Basins and swells and the evolution of an epeiric sea

Abstract
During Pliensbachian–Bajocian times northern Europe, including Britain, was covered by an epeiric sea. Sediments formed include clays, sandstones, limestones and ironstones, usually cyclically arranged; different facies were developed synchronously in different areas. There is very little evidence, by way of slumps or turbidites, that redeposition processes were active. The sequence clay, sandstone, limestone/ ironstone is here interpreted as representative of a shallowing. Thus, at any one time, despite differing bathymetric zones, bottom slopes were apparently subdued enough to ensure that sediment displacement did not generally take place.

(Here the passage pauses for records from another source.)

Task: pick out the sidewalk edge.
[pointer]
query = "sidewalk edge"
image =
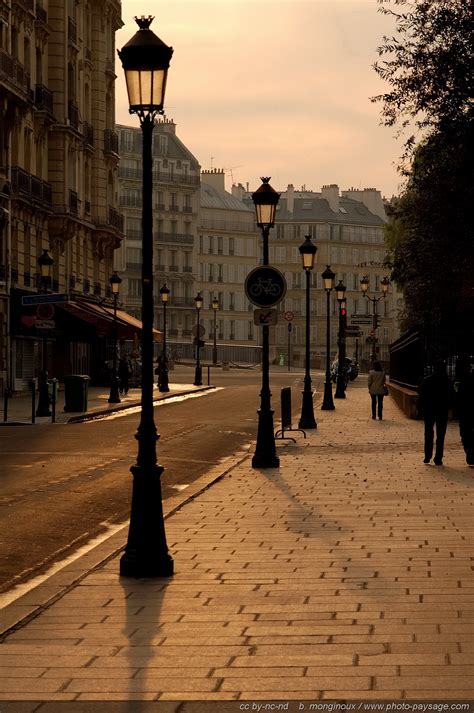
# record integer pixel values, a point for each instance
(30, 605)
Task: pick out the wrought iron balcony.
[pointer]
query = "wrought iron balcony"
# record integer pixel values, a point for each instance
(43, 99)
(110, 141)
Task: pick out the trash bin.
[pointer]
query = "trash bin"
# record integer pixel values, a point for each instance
(76, 387)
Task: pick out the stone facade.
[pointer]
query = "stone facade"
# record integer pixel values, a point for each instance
(347, 229)
(58, 160)
(175, 214)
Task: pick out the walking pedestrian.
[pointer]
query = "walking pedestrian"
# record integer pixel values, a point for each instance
(377, 388)
(465, 408)
(436, 397)
(124, 373)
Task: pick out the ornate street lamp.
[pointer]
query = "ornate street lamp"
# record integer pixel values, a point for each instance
(308, 256)
(341, 366)
(215, 307)
(198, 372)
(329, 278)
(146, 59)
(163, 383)
(384, 285)
(265, 200)
(114, 397)
(45, 263)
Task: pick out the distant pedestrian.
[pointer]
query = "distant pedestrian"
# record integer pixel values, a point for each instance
(377, 388)
(465, 408)
(436, 397)
(124, 374)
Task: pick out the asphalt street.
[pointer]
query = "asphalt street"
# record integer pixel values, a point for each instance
(64, 484)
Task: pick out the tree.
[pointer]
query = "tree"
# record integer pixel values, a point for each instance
(430, 234)
(428, 65)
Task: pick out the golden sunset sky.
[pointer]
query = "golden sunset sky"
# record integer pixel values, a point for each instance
(274, 88)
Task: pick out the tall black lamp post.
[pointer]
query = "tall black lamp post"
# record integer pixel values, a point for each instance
(308, 255)
(45, 263)
(341, 359)
(215, 307)
(328, 283)
(145, 59)
(265, 200)
(198, 372)
(114, 396)
(163, 383)
(384, 284)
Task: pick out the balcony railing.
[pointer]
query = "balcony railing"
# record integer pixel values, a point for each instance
(110, 141)
(12, 70)
(71, 30)
(73, 202)
(25, 184)
(41, 14)
(73, 114)
(174, 238)
(88, 133)
(115, 219)
(43, 99)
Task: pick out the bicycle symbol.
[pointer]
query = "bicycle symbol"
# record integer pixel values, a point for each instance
(265, 287)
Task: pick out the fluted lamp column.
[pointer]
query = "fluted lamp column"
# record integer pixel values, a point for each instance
(329, 279)
(114, 396)
(45, 264)
(146, 59)
(163, 383)
(341, 382)
(308, 255)
(198, 371)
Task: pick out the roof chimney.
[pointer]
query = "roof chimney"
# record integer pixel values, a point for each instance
(290, 198)
(330, 193)
(215, 178)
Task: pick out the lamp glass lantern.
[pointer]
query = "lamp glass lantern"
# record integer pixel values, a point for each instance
(364, 283)
(115, 282)
(146, 60)
(308, 253)
(164, 293)
(341, 291)
(45, 263)
(265, 200)
(329, 278)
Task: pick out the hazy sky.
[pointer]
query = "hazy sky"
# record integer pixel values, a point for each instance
(274, 88)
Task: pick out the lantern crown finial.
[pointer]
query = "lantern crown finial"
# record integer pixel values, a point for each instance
(144, 22)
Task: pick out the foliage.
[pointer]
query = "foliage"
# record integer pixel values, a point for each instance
(427, 64)
(430, 232)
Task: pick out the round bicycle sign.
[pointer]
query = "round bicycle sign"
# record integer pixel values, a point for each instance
(265, 286)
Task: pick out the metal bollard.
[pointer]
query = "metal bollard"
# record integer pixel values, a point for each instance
(33, 400)
(53, 404)
(6, 396)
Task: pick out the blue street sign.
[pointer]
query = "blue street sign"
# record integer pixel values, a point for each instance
(43, 299)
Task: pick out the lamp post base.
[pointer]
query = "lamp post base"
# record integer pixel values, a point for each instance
(307, 419)
(146, 553)
(328, 403)
(114, 397)
(44, 402)
(163, 384)
(198, 376)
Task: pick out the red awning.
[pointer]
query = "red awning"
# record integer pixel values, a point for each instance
(102, 318)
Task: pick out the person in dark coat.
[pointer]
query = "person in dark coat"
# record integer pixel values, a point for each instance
(465, 408)
(436, 397)
(124, 373)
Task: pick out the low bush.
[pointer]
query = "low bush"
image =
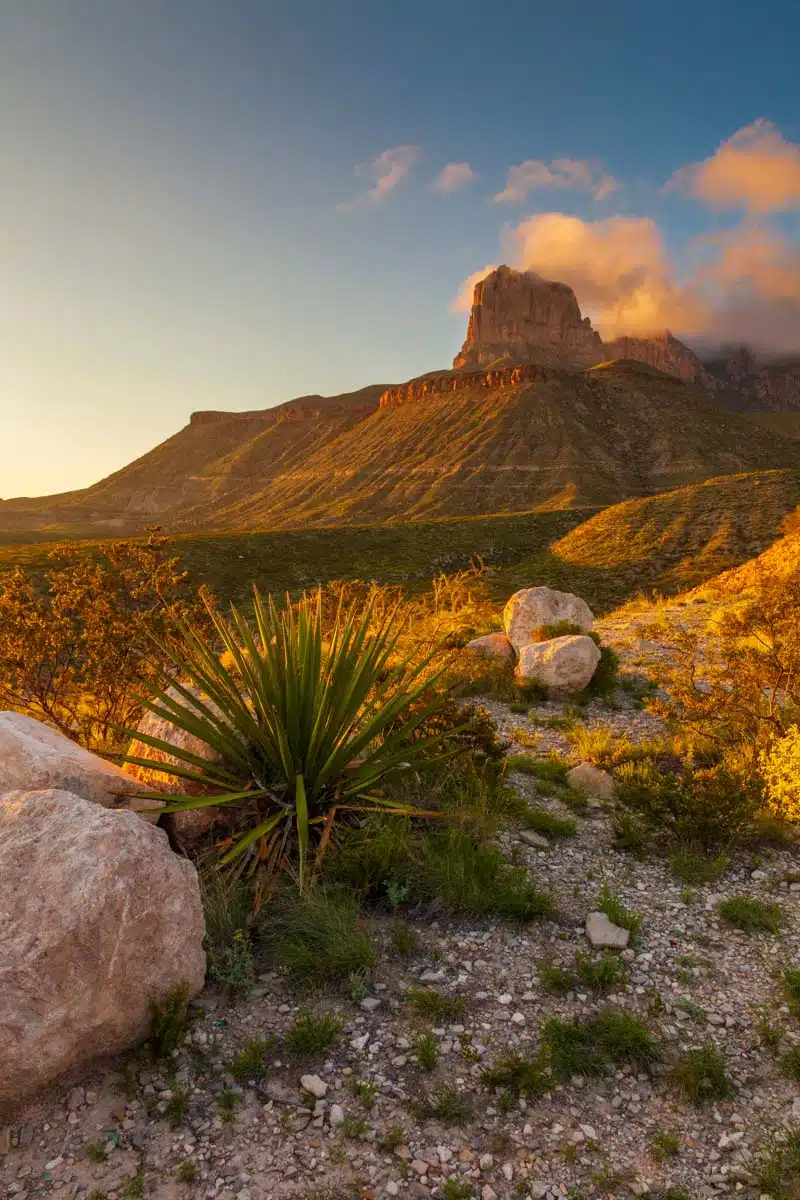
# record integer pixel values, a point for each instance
(318, 940)
(751, 916)
(702, 1075)
(699, 809)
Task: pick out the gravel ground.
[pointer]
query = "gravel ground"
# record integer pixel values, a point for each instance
(693, 979)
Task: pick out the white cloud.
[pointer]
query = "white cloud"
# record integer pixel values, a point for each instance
(756, 169)
(385, 172)
(563, 173)
(452, 177)
(463, 301)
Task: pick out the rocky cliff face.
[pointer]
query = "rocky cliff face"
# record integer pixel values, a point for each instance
(518, 317)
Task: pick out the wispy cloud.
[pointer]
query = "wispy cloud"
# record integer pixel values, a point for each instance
(384, 172)
(756, 169)
(452, 177)
(564, 173)
(463, 301)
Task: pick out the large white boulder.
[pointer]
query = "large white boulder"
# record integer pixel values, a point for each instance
(98, 919)
(492, 646)
(34, 756)
(533, 607)
(564, 665)
(192, 822)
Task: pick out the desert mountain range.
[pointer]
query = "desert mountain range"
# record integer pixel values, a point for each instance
(536, 413)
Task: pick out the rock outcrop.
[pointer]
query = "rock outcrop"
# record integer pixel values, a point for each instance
(98, 919)
(518, 317)
(34, 756)
(563, 665)
(530, 609)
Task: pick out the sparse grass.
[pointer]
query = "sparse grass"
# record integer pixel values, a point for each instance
(318, 940)
(587, 1048)
(791, 1063)
(791, 988)
(663, 1145)
(427, 1051)
(405, 940)
(313, 1033)
(751, 916)
(600, 976)
(434, 1005)
(697, 869)
(176, 1107)
(779, 1170)
(702, 1075)
(445, 1104)
(186, 1171)
(619, 915)
(549, 825)
(251, 1062)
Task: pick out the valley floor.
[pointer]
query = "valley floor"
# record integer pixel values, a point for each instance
(690, 977)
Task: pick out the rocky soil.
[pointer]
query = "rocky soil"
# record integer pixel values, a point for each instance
(344, 1123)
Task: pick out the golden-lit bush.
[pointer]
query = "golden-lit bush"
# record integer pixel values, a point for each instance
(781, 772)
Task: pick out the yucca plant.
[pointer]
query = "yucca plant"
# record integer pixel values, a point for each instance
(305, 723)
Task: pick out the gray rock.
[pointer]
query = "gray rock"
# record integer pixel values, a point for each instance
(601, 931)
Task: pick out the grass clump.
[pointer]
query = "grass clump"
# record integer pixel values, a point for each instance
(697, 869)
(313, 1033)
(251, 1062)
(176, 1107)
(619, 915)
(751, 916)
(589, 1047)
(445, 1104)
(434, 1005)
(702, 1075)
(186, 1171)
(427, 1051)
(779, 1170)
(318, 940)
(600, 976)
(663, 1144)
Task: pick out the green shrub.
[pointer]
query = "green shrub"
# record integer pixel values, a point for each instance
(702, 1075)
(318, 940)
(701, 809)
(304, 718)
(752, 916)
(313, 1033)
(435, 1005)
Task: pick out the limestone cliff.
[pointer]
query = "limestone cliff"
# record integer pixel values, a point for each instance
(518, 317)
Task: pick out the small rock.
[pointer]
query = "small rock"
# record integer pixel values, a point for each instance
(602, 931)
(314, 1086)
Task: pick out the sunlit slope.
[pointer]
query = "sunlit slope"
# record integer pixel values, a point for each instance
(570, 441)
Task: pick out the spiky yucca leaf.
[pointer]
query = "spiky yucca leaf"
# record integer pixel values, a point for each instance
(302, 720)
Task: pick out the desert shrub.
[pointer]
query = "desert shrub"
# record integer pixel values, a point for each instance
(780, 768)
(702, 809)
(318, 939)
(751, 916)
(78, 646)
(747, 693)
(308, 718)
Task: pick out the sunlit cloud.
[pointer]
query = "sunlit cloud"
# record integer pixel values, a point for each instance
(563, 173)
(385, 172)
(756, 169)
(452, 177)
(463, 301)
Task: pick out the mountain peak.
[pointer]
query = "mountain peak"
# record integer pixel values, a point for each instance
(519, 317)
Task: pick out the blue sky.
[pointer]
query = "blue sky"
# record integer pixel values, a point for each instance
(181, 225)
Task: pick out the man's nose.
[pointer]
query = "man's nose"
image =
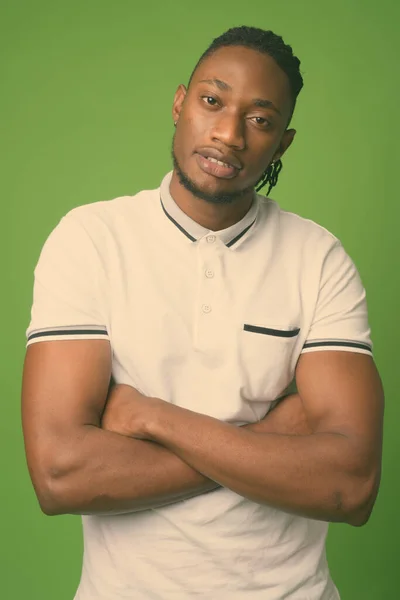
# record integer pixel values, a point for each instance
(230, 130)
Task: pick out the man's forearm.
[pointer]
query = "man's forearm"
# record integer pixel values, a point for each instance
(316, 476)
(115, 474)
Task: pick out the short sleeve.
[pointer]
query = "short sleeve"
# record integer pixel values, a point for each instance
(69, 293)
(340, 319)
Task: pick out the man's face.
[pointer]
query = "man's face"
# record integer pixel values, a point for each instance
(236, 110)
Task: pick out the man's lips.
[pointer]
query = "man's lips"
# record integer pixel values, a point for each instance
(220, 170)
(227, 159)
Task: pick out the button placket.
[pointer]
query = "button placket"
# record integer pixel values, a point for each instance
(204, 328)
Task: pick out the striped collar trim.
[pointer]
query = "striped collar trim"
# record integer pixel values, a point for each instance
(194, 231)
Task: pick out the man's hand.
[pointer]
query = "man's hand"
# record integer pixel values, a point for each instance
(128, 411)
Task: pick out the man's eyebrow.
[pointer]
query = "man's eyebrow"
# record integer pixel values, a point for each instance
(259, 102)
(266, 104)
(220, 84)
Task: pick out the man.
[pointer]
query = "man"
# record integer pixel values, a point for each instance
(204, 301)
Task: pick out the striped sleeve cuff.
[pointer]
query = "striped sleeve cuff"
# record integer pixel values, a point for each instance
(334, 344)
(70, 332)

To reconcile the concept of Jurassic ‘basins’ and ‘swells’ with the subdued bottom slopes of the north European epeiric sea, we suggest that these structural elements were characterized by great and negligible subsidence respectively, but that sedimentation was always rapid enough to maintain a roughly level sea floor. We relate the Mendip, London Platform and Dorset coast ‘swells’ to early Jurassic positive fault motions in the basement. The Market Weighton ‘swell’ is ascribed to relative buoyant rise of a salt pillow or granitic body whose movement was probably triggered by the same motions. These, presumably extensional, tectonics were probably the driving force behind the formation of the whole north European epeiric sea and must be related, in turn, to the opening of the oceanic central Atlantic and Alpine–Mediterranean Tethys.